Aufstrebende Mächte verändern die globale Handelslandschaft

Aufstrebende Mächte verändern die globale Handelslandschaft

Die Struktur des Welthandels befindet sich in einem spürbaren Wandel: Sie löst sich von einer US-zentrierten Ordnung und entwickelt sich zu einem dezentraleren System mit vielfältigen Einflussbereichen. Dieser Umbruch spiegelt tiefgreifende Veränderungen in Wirtschaft, Geopolitik und Technologie wider, da Schwellenländer zunehmend die Regeln und Prioritäten des internationalen Handels mitbestimmen.

Aufstrebende Mächte gestalten die Handelsordnung neu

Die wachsende Einflussnahme von Ländern wie China, Indien und Brasilien lässt sich in aktuellen Handelsdaten ablesen. Laut UNCTAD machten Entwicklungsländer im Jahr 2024 rund 46 Prozent der weltweiten Exporte aus – im Jahr 2000 waren es noch etwa 29 Prozent. Diese Entwicklung steht für eine strukturelle Umverteilung wirtschaftlicher Macht und stellt die bisher durch westliche Volkswirtschaften geprägten Rahmenbedingungen zunehmend infrage.

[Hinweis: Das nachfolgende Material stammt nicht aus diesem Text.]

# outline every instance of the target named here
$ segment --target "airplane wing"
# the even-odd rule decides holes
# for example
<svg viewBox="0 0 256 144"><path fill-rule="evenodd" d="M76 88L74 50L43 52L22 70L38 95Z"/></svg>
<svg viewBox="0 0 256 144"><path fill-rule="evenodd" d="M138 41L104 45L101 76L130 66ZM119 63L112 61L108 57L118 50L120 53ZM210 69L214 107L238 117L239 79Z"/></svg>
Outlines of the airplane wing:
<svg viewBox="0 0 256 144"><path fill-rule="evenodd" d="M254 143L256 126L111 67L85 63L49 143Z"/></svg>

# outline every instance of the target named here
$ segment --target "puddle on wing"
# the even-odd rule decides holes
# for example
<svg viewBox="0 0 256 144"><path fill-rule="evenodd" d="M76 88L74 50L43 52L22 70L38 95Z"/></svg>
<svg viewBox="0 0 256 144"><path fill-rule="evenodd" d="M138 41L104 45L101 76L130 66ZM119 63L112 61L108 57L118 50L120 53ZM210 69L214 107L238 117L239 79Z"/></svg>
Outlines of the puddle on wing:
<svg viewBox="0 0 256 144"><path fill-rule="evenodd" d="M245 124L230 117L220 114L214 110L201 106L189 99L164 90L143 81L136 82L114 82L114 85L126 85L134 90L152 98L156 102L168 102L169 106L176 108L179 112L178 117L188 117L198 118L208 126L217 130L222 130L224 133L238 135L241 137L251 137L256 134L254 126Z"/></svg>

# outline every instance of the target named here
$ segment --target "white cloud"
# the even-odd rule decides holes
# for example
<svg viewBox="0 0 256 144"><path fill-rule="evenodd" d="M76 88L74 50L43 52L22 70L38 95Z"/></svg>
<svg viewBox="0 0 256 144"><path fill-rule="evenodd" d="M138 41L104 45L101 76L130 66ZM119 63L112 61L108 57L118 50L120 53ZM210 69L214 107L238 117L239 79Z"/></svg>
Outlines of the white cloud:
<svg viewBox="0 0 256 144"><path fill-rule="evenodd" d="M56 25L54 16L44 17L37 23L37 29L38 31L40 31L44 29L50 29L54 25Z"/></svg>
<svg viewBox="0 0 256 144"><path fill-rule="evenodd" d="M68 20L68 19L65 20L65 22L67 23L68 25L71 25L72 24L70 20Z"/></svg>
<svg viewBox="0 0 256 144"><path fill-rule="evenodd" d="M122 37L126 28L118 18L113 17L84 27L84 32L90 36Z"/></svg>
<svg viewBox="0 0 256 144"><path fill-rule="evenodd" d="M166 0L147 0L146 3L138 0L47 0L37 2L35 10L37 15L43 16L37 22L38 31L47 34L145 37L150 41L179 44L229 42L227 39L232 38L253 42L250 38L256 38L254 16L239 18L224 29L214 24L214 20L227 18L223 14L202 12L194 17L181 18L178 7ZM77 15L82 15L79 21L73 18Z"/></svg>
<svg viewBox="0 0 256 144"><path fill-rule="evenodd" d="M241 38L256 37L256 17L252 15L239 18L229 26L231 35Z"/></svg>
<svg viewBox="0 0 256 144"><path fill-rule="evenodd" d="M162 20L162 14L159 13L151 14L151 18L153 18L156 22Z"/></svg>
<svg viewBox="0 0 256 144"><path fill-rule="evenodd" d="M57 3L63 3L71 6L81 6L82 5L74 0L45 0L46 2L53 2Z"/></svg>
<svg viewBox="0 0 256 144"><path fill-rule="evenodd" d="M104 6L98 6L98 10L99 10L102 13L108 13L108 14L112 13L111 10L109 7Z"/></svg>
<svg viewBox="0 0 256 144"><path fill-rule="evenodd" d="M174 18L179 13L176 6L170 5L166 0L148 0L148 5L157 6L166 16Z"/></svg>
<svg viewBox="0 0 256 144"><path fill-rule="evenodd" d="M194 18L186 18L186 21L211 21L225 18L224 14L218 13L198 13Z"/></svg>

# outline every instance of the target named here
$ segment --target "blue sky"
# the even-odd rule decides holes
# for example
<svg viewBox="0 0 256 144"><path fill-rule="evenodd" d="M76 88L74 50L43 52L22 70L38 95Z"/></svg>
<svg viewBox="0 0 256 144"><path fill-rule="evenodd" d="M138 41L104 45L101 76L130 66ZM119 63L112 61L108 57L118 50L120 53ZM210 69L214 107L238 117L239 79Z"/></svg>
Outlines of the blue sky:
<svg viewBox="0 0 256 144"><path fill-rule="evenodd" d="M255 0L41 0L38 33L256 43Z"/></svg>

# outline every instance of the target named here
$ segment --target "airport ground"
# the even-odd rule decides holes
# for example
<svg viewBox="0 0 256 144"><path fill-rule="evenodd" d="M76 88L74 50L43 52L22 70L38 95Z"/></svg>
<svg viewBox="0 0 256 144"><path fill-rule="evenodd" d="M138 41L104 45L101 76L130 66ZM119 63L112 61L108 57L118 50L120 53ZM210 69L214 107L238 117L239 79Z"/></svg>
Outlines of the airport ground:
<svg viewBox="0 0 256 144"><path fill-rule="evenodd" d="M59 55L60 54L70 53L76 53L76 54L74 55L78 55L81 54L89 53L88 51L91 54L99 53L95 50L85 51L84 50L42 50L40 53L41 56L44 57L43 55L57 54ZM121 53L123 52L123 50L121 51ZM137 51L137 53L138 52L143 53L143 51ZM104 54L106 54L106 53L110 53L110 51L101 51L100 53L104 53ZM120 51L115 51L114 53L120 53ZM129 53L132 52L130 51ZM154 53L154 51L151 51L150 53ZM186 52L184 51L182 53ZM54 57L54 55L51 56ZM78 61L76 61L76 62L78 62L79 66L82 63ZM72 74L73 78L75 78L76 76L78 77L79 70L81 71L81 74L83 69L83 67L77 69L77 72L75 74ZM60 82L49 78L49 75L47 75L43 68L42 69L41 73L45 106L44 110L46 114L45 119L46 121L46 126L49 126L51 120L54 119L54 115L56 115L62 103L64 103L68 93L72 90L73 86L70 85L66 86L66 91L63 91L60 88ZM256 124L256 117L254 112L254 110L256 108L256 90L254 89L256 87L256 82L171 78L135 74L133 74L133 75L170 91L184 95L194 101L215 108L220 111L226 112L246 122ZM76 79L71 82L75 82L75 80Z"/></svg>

Gleichzeitig zeigen Zusammenschlüsse wie BRICS+ und regionale Abkommen wie die Regional Comprehensive Economic Partnership (RCEP), wie diese Staaten ihre Rolle bei der Festlegung von Handelsregeln und -standards ausbauen. Für Deutschland, wo Exporte fast die Hälfte des BIP ausmachen, bringt diese neue Landschaft sowohl größere Komplexität als auch strategische Chancen mit sich. Eine breitere Aufstellung von Handelspartnerschaften kann die Widerstandsfähigkeit stärken – verlangt jedoch auch, sich in unterschiedlichen Regulierungsrahmen und handelspolitischen Prioritäten zurechtzufinden.

Technologie und Geopolitik verändern den internationalen Handel

Technologischer Wandel treibt die Entwicklung im globalen Handel immer weiter voran – vor allem durch Digitalisierung und Automatisierung. Die Welthandelsorganisation schätzt, dass der Einsatz von Künstlicher Intelligenz das Handelsvolumen bis 2040 weltweit um mehr als 30 Prozent steigern könnte. Das zeigt, wie bedeutend Innovationen für die Wettbewerbsfähigkeit sind.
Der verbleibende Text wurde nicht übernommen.